In recent years, additive manufacturing (AM) processes, especially the laser-based powder bed fusion of metals (PBF-LB/M), have evolved from rapid prototyping to the production of end-use parts. During fabrication, PBF-LB/M parts experience repeated heating and cooling cycles, leading to residual stresses in the finished parts. In addition, the parts are often exposed to superposed mechanical and thermal loads during operation. Designers and AM engineers use sophisticated software tools like finite element analysis (FEA) to generate topology-optimized parts that are only feasible with AM processes. The success of the FEA depends on factors like the modeling assumptions and the quality of the material model. However, in commercially available FE software, heavily simplified material models are implemented to enable reasonable calculation times.

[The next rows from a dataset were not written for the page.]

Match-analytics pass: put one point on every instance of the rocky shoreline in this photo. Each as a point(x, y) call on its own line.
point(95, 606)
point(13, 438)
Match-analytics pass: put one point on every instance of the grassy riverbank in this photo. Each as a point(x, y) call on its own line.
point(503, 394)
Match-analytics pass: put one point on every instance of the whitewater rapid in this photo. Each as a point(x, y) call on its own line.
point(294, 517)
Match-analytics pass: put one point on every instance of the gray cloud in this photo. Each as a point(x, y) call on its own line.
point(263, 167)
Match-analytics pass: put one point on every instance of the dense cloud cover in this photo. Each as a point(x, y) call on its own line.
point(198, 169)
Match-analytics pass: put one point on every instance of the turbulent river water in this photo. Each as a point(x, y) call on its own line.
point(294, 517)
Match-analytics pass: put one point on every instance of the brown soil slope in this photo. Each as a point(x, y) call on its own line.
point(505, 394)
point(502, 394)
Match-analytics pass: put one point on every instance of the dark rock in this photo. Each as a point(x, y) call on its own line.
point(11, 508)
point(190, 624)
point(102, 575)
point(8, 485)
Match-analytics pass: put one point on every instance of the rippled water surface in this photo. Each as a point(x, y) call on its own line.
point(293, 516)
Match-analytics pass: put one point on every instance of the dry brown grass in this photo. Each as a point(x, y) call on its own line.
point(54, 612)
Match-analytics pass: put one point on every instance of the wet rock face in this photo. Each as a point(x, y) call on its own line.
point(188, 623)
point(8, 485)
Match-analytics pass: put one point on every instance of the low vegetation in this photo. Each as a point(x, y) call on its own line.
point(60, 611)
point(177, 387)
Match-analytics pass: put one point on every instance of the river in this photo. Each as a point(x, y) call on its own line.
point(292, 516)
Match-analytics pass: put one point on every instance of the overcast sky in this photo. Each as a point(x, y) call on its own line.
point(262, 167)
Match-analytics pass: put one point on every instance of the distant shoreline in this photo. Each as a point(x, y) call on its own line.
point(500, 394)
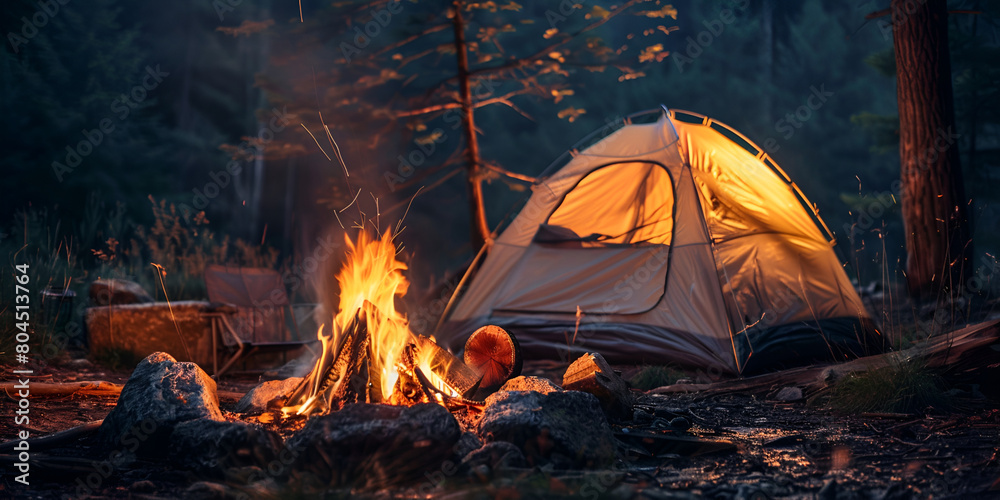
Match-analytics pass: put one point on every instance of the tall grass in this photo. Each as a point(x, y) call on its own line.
point(904, 386)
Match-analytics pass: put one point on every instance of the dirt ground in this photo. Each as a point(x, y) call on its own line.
point(735, 446)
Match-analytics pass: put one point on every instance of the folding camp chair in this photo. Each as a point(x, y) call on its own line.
point(249, 314)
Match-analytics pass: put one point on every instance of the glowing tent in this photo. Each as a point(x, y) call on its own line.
point(678, 241)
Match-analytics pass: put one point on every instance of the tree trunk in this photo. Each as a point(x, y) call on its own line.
point(479, 228)
point(933, 197)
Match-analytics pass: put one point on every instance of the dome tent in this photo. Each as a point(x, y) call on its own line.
point(677, 241)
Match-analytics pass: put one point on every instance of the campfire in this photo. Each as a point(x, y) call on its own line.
point(371, 356)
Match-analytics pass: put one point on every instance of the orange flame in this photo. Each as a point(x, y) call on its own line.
point(372, 273)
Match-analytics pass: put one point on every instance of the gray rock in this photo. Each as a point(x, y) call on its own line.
point(374, 446)
point(789, 394)
point(160, 394)
point(257, 399)
point(566, 429)
point(592, 373)
point(529, 383)
point(107, 292)
point(210, 447)
point(495, 455)
point(468, 443)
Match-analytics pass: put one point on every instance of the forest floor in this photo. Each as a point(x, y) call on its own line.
point(738, 445)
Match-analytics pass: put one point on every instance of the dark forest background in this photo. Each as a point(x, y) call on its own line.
point(230, 68)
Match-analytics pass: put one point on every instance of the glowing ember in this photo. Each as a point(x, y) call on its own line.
point(368, 330)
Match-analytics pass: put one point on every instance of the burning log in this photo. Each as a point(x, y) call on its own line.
point(453, 372)
point(495, 354)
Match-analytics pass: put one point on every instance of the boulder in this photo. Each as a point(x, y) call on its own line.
point(529, 383)
point(567, 429)
point(257, 399)
point(160, 394)
point(211, 447)
point(108, 292)
point(374, 446)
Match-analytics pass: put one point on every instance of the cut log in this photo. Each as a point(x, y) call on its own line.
point(451, 370)
point(591, 373)
point(495, 354)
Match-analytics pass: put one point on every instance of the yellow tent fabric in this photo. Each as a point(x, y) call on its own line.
point(677, 245)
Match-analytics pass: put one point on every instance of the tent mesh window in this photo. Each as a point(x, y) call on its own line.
point(620, 204)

The availability of temperature-dependent material properties is limited to low and medium temperatures and the constitutive relationships are simplified to bilinear elasto-plastic models, which cannot capture nonlinear material responses. Here, we show that the highly nonlinear behavior of AlSi10Mg observed in uniaxial tensile tests at temperatures up to 440 °C can be excellently described by a Chaboche nonlinear kinematic hardening material model. An FEA verification of the tensile tests matches the linear-elastic region of the stress–strain curves and the strain hardening in the range of the experimental scatter. The ultimate tensile strength, which drops from 470 MPa at room temperature to 15 MPa at 440 °C, can be reproduced in the simulation with errors of 0–4%.